FHA Mortgage BasicsMortgage Originators Initiate The Process

Your mortgage lender is part of an extensive and wealthy system of residential real estate finance. The person at the very knife-edge of the lending process is the loan originator, the loan officer or independent arranger who helps loan applicants fill out forms, gather documents and submit the loan application; they are there to help you. Applying for a home loan is uniquely stressful, and surprises can pop up, even after you begin making payments.

However, the mortgage originator is also responsible to the lender, and they have to balance the conflicting responsibilities of being the person in the middle. The range of organizations that offer residential mortgages to consumers is diverse; banks, credit unions, and finance companies to name just a few, but, the function of the loan officer who directly facilitates the process of setting up home loans is a constant.

Back Office Issues And Secondary Action

The first factor is that there are many regulations involved in mortgage lending, which includes requirements for loan originator licensing under the 2008 SAFE Act, a Federal statute that dictates that all originators must hold either Federal or state issued licenses.

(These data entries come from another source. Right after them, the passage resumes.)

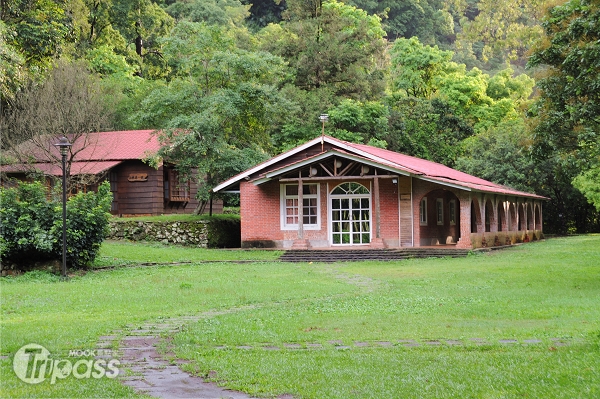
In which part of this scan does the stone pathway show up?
[97,310,575,399]
[192,338,574,351]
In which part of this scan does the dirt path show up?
[97,308,260,399]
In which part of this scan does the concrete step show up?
[279,248,469,263]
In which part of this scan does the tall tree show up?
[456,0,549,69]
[0,61,112,185]
[134,21,288,209]
[529,0,600,232]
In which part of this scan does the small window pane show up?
[285,184,298,195]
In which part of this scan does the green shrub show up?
[0,182,112,267]
[206,215,242,248]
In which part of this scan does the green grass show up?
[0,235,600,398]
[111,213,240,222]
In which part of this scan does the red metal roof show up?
[215,136,547,199]
[2,130,160,176]
[2,161,123,176]
[331,137,546,199]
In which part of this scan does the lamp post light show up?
[319,114,329,152]
[54,136,72,279]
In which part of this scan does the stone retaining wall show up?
[106,218,240,248]
[106,220,210,248]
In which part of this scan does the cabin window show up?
[419,197,427,226]
[163,167,191,203]
[435,198,444,225]
[448,200,456,225]
[108,171,119,213]
[281,183,321,230]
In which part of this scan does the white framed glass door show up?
[330,182,371,245]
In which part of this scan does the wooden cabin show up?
[1,130,223,216]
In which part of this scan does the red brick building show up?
[2,130,222,216]
[214,136,546,248]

Also, the practices that work well in one instance tend to apply to the whole market; consumer behavior determines lending officer behavior to a large extent.

In all likelihood, the next thing that happens to your loan once you have begun the term, your lender will sell it on the secondary mortgage market. As a borrower in good standing, this means little to you directly. However, it sends the loan into a system that spreads the risk among many investors and gives liquidity back to the mortgage companies, so they can keep funding new loans.

Your loan officer or independent originator hands off the mortgage to the company that funds it, the funder may hold it and service it in-house or, when it is an FHA conforming loan, sell it to Fannie Mae or Freddie Mac to bundle into mortgage-backed securities (MBSs).

Mortgage companies routinely sell home loans on the secondary market for real estate loans. The transfer does not impact borrowers directly. However, the servicer will stake a fraction of a percent as a fee to send the payments to the MBS holders.

Sending Home Loans Down The Pipeline And Servicing Them

The organization that takes your payments and passes them to the MBSs is your mortgage servicer, which may be the same company that initially underwrote your loan, or it may not. Do not be surprised if, not long after you have bought a new home or refinanced, your lender sends you a formal letter of notification of a new servicer.

It is a common practice for lenders to sell to your loan on the secondary market. They may also introduce another financial company that will service your loan by taking your payments. As surprising as this is to unsuspecting consumers, you need not worry, it is all business as usual and part of the structure of the financial industry that forms the foundation of America’s dreams of homeownership.